This gave him time to recover himself and to
realize the folly of quarrelling or showing any special
feeling in regard to the matter. After a moment he
was only desirous of some pretext for laughing the
whole matter off, but how to manage it he did not
know, and was inwardly cursing himself as a blundering
fool and no match for this child of nature.

Annie soon came toward him, saying, “Perhaps
this burr will suggest better meanings. You see it
is wide open. That means perfect frankness. There
are three chestnuts here instead of one. We must
be willing to share the regard of others. One of
these nuts has the central place. As we come to
know people well, we usually find some one occupying
the supreme place in their esteem, and though
we may approach closely we should not wish to
usurp what belongs to another.
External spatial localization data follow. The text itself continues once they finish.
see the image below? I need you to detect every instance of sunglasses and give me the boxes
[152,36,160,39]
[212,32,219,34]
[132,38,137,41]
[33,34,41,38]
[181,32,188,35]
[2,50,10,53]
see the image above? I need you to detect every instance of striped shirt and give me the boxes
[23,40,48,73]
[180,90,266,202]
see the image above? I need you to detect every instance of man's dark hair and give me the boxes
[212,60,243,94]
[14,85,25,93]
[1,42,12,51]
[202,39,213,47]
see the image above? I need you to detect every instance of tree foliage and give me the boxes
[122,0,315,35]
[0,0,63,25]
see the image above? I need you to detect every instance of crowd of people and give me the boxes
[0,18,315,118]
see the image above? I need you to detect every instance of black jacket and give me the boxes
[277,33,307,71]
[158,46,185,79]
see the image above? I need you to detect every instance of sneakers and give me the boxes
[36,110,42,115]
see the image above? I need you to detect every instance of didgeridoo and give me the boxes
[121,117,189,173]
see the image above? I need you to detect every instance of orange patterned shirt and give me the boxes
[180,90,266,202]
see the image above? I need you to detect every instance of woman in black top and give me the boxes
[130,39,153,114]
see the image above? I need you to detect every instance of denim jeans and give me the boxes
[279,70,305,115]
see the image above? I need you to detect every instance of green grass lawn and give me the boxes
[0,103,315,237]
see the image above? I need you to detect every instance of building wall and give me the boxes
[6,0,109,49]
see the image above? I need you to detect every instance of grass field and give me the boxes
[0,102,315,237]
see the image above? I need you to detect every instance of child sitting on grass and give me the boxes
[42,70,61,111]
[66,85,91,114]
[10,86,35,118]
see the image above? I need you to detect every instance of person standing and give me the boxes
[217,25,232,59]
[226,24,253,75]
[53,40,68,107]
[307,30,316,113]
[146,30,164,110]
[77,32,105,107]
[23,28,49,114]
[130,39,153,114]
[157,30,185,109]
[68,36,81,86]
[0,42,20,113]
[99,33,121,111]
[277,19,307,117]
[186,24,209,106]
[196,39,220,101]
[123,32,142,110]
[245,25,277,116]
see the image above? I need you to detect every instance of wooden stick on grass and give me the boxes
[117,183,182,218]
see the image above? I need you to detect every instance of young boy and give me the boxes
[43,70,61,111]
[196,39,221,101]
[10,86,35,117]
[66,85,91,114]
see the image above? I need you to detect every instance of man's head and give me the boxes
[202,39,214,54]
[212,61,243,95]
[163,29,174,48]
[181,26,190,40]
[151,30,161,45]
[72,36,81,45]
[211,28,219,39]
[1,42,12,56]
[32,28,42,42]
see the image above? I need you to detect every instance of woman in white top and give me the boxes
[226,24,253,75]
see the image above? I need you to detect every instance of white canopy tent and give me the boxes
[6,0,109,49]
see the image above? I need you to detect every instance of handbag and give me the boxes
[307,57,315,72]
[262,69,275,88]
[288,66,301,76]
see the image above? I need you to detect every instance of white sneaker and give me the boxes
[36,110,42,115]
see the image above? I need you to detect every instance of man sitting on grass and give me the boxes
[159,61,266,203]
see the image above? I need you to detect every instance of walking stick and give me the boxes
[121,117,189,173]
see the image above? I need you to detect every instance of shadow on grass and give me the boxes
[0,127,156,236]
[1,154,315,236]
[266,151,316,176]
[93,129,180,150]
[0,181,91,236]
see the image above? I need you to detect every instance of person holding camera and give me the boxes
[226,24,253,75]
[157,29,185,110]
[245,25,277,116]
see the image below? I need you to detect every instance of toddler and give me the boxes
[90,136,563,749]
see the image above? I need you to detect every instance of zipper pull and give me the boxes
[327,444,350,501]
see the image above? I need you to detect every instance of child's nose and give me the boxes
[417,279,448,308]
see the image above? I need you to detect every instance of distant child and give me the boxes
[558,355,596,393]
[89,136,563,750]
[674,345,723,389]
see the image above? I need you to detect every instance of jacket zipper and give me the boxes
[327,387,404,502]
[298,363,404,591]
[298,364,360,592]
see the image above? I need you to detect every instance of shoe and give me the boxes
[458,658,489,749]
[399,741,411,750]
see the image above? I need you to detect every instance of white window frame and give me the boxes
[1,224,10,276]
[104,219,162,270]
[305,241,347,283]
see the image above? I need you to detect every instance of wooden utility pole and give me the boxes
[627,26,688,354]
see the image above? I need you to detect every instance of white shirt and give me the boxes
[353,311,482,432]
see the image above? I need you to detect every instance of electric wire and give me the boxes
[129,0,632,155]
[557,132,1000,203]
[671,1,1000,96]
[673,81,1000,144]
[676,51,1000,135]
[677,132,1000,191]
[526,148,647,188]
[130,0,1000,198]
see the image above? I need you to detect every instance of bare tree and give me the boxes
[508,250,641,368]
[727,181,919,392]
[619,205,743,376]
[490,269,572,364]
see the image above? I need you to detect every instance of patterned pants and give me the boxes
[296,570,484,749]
Under Jeff's vigorous
blows the burr and its contents have had a tremendous
downfall, but they have not parted company.
True friends should stick together in adversity.
What do you think of my interpretation?”

“I think you are a witch, beyond doubt, and if
you had lived a few centuries ago, you would have
been sent to heaven in a chariot of fire.”

“Really, Mr. Gregory, you give me a hot answer,
but it is with such a smiling face that I will take no
exception, but rather take your arm and follow Jeff
and the children along the brow of the hill to the
next tree. The fact is I am a little tired.”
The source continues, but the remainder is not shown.